The Burning of the Witch
In the mornings, my trepidation is as present
as dew drops, soft and refracting, like tiny crystal balls.
I’m trying to reconcile the disasters in my mind,
trying to awaken myself. When we touched honesty
with our bare hands it was incandescent and you pulled
yourself away from it like it was a hot stove top,
you didn’t want to smell the burnt flesh of your palms.
You didn’t want it to brand you for the rest of your life.
In the mornings, I still want to touch that flame. I want
to be marked by it. To feel kinship with the others
burden by honesty, I’ll open my chest to it. I guess
it’s because I grew up practicing witchcraft. I learned
it from my mother. How she’d stow away trinkets,
cinnamon sticks, and old matchbooks. I grew up
romancing the moon’s shedding skin and cutting my teeth
on little alchemies, liquids in rocks glasses.
Now, I’m a grown arsonist. I have a cauldron full
of your little league baseball cards and chablis
corks. I try to summon with you with incantations,
I sit at my altar, living in salt. In the mornings I try
to communicate with you through tarot cards
and 80s songs and Yeats poems posted
on my instagram. In the morning, I try to tell you
my love is a fire that burns clean.
Without a second thought
I sent your Capricorn sun
to the gallows in exchange
for limerence and third chances.
But everyone after you was just
a different iteration of the space
you left behind.
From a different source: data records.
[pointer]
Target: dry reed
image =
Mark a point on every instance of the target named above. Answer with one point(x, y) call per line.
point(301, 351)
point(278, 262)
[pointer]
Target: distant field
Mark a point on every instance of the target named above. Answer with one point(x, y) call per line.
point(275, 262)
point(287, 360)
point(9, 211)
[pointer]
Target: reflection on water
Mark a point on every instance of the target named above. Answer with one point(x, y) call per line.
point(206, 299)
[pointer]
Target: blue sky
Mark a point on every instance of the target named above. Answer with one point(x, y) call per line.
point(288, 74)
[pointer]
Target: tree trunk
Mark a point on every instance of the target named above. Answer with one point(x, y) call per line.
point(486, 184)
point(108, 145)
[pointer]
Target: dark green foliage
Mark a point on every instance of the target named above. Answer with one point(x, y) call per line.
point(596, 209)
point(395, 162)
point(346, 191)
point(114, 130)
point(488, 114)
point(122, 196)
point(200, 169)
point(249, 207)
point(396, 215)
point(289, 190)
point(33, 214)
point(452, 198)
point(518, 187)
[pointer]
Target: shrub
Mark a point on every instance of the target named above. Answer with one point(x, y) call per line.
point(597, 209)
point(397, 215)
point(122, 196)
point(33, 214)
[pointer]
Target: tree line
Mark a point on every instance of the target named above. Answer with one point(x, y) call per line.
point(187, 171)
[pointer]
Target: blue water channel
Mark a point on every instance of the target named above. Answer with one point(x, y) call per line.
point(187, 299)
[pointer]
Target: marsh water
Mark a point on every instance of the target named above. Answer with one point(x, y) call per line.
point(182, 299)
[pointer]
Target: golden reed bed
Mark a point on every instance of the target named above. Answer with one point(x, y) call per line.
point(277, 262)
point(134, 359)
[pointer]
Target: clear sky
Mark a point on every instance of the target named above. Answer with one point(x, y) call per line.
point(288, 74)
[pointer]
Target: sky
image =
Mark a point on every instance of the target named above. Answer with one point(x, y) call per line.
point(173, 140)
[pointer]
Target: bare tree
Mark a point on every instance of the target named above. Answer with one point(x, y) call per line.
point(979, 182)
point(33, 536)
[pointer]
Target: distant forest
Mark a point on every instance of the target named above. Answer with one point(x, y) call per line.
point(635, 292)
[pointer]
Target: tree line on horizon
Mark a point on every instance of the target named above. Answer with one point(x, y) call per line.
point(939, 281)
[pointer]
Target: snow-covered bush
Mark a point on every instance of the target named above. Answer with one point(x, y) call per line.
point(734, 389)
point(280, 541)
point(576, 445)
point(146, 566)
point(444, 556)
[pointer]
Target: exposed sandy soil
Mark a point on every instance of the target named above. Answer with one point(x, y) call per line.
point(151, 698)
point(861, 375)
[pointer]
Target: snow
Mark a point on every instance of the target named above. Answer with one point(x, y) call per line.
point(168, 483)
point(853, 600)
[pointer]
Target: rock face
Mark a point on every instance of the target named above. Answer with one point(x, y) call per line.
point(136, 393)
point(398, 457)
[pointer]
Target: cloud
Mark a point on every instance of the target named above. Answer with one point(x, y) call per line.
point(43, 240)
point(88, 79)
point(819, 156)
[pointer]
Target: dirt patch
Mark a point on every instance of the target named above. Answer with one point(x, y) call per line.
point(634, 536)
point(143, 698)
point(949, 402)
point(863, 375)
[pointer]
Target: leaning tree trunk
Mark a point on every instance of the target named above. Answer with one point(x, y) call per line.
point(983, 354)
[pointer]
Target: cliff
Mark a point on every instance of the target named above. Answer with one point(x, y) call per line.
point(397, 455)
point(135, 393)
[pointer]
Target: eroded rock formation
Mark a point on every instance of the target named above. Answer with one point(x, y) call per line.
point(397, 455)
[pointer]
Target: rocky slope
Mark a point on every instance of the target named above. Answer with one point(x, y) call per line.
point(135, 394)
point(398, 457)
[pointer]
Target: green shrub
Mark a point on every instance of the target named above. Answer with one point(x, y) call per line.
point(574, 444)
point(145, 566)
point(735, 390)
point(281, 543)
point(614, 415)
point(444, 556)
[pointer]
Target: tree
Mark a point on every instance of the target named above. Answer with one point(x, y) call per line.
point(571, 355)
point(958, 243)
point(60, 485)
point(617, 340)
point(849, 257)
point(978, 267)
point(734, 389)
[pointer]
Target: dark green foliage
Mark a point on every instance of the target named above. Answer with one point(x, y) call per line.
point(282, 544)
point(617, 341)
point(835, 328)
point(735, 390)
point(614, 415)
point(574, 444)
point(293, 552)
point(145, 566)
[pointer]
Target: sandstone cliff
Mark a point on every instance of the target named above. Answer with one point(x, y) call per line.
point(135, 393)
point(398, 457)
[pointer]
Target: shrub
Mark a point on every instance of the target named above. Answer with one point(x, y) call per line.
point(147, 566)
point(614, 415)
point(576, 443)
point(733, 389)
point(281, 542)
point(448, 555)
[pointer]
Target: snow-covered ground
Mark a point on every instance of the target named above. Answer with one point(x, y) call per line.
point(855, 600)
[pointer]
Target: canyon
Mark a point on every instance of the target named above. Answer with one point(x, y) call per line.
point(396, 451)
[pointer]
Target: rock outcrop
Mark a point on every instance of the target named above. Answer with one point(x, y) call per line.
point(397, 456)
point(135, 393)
Their names on my
phone screen like shallow etchings
on forgotten headstones.
We could’ve had a place
on Vine Street, and filled it
with cats, a wedding
beside the willow, a hundred
more years. Instead I sit shiva
with my feral, adolescent heartache.
I salt my doorways and sheet my mirrors,
and try to remain gentle with myself despite
this inherent vice.
She said, “Everybody loses
the thing that made them,”
And I’ve grieved for you for so long,
you feel like folklore.
The blood blooms in the bowl. One drop, two
drops at first. In quick succession. And then
a gush. And then it was all over.
Across state lines, you felt a sharp pain, a
pinprick in your chest. For you, it was
That winter split me
like firewood. I was smaller,
splintered, Elliot Smith would play
on cassette in my blue Volkswagen
while our breath coursed
through flared nostrils and damaged lungs.
I hid my pain like a sick dog. I slinked
out, under the back deck,
I swallowed some pills.
In those hideous places
I can still smell the acrid, peaty heat
of your breath, reeking like remorse.
But even though you swore that you left
I still caught you shoplifting.
Greedily, you shoved
every broken piece of me
into your pockets.
The more you took, the more
I couldn’t help but remember you
feeding our cats, their tails licking
around your ankles like muted flames.
And now I’m jealous of people
I don’t know. I want to be that stranger
sitting across from you on the subway.
I want to claim the dust you leave behind.